Martela wondered aloud whether the parents and the Christian counselors should be held criminally liable.

"They had a depressed patient and they completely failed to treat it," she said. "And now that patient is dead. If they had withheld antibiotics or any other medical treatment, they'd be in jail right now."

She paused, emotion making her voice waver. "Since the news broke, I've been talking about what happened to Leelah every day, all day, and...her parents didn't learn anything. They didn't learn a thing."

"It's heartbreaking," she said, that the trans teen's conservative Christian parents continue to call Leelah her birth name, Joshua -- which Martela referred to as a trans person's "dead name" -- and mouth platitudes about their faith and deny their daughter's trans identity.

“We don’t support that, religiously,” Leelah's mother Carla Alcorn said to CNN Thursday. “But we told him that we loved him unconditionally. We loved him no matter what -- I loved my son. People need to know that I loved him. He was a good kid, a good boy.”

Martela said that if Leelah's death teaches us anything, it's that "we have to stop pretending that people have any choice but to be themselves. We don't get a choice. You're either being yourself and being open about it or you're hiding yourself, and those are the choices."

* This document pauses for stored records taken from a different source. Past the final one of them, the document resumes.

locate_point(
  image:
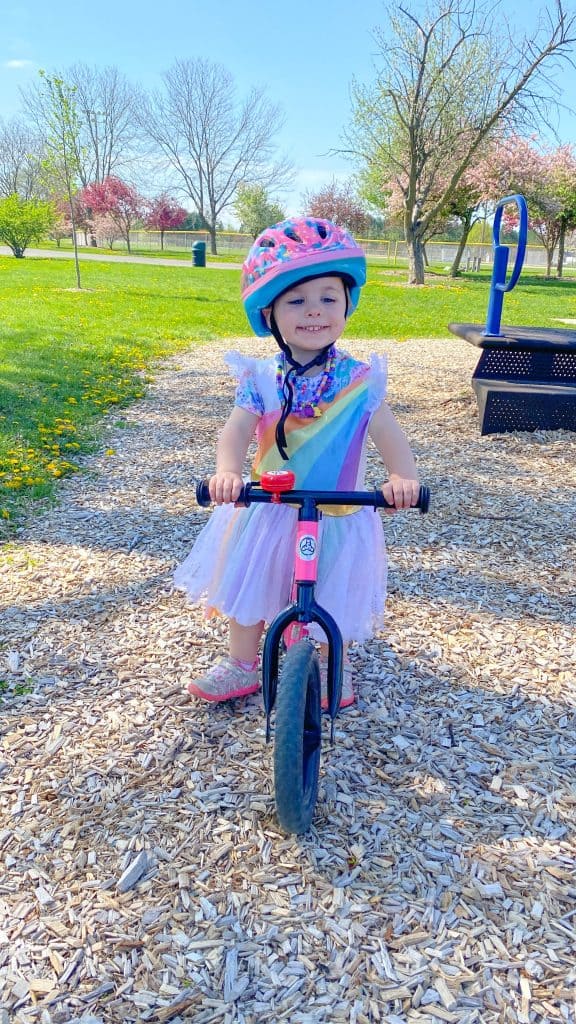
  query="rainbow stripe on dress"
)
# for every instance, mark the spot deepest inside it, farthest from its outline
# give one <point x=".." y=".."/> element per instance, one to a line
<point x="316" y="446"/>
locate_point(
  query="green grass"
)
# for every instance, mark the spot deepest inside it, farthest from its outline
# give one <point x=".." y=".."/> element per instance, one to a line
<point x="69" y="356"/>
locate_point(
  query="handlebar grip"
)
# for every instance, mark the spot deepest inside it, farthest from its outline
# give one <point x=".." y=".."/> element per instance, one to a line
<point x="204" y="500"/>
<point x="203" y="494"/>
<point x="423" y="499"/>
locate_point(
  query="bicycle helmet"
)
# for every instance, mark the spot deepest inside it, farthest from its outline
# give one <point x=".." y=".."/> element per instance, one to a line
<point x="291" y="252"/>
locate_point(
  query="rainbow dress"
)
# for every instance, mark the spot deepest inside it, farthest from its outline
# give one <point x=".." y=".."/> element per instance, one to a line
<point x="241" y="564"/>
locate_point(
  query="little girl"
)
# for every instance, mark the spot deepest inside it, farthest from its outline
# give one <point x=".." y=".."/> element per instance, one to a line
<point x="312" y="407"/>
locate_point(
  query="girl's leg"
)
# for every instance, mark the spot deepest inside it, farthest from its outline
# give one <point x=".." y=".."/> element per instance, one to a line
<point x="244" y="641"/>
<point x="237" y="675"/>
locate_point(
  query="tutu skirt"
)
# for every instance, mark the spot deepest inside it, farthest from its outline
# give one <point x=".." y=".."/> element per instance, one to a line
<point x="242" y="565"/>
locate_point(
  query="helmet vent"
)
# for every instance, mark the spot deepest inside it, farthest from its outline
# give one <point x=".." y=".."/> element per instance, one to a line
<point x="291" y="233"/>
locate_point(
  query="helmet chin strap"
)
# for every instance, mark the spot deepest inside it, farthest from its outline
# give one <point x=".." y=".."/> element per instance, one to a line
<point x="296" y="370"/>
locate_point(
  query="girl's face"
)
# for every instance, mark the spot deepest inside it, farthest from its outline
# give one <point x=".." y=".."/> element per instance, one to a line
<point x="311" y="315"/>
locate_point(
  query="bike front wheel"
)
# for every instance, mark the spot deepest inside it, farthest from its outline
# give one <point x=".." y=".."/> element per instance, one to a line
<point x="297" y="738"/>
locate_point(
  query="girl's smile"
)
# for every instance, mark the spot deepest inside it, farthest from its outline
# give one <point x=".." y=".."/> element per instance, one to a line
<point x="312" y="315"/>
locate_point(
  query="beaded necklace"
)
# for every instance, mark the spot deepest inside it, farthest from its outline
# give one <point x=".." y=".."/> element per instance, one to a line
<point x="311" y="393"/>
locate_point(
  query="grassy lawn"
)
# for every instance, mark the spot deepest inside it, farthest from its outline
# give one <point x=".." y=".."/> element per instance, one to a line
<point x="68" y="356"/>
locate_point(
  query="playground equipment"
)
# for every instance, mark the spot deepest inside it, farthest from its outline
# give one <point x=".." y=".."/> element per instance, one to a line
<point x="526" y="376"/>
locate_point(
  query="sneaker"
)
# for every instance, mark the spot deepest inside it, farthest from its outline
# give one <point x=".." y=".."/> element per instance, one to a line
<point x="347" y="697"/>
<point x="225" y="680"/>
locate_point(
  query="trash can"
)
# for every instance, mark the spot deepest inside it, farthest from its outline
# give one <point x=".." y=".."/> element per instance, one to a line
<point x="199" y="254"/>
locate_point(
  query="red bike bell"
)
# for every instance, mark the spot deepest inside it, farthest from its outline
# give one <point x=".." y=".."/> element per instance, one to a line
<point x="277" y="481"/>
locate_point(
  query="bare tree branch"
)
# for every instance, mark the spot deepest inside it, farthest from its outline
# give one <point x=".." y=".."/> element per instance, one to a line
<point x="211" y="142"/>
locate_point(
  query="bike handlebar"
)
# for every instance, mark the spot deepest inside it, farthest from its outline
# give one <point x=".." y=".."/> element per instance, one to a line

Leelah was told by her parents, "hide who you are and pretend to be something else" because she couldn't be herself, said Martela, and that's unacceptable.

"I don't think anybody can live like that," she said. "I don't think anybody can live hiding who they are."

Trans Lifeline's Facebook page says that the hotline will be staffed by all trans volunteers and that the foundation "is an organization focused of providing front line intervention for trans people in crisis." Martela said that the foundation currently has 60 trained operators and "something like 400 applicants" who are waiting to be trained.

"We're getting a ton of support from the community," she said.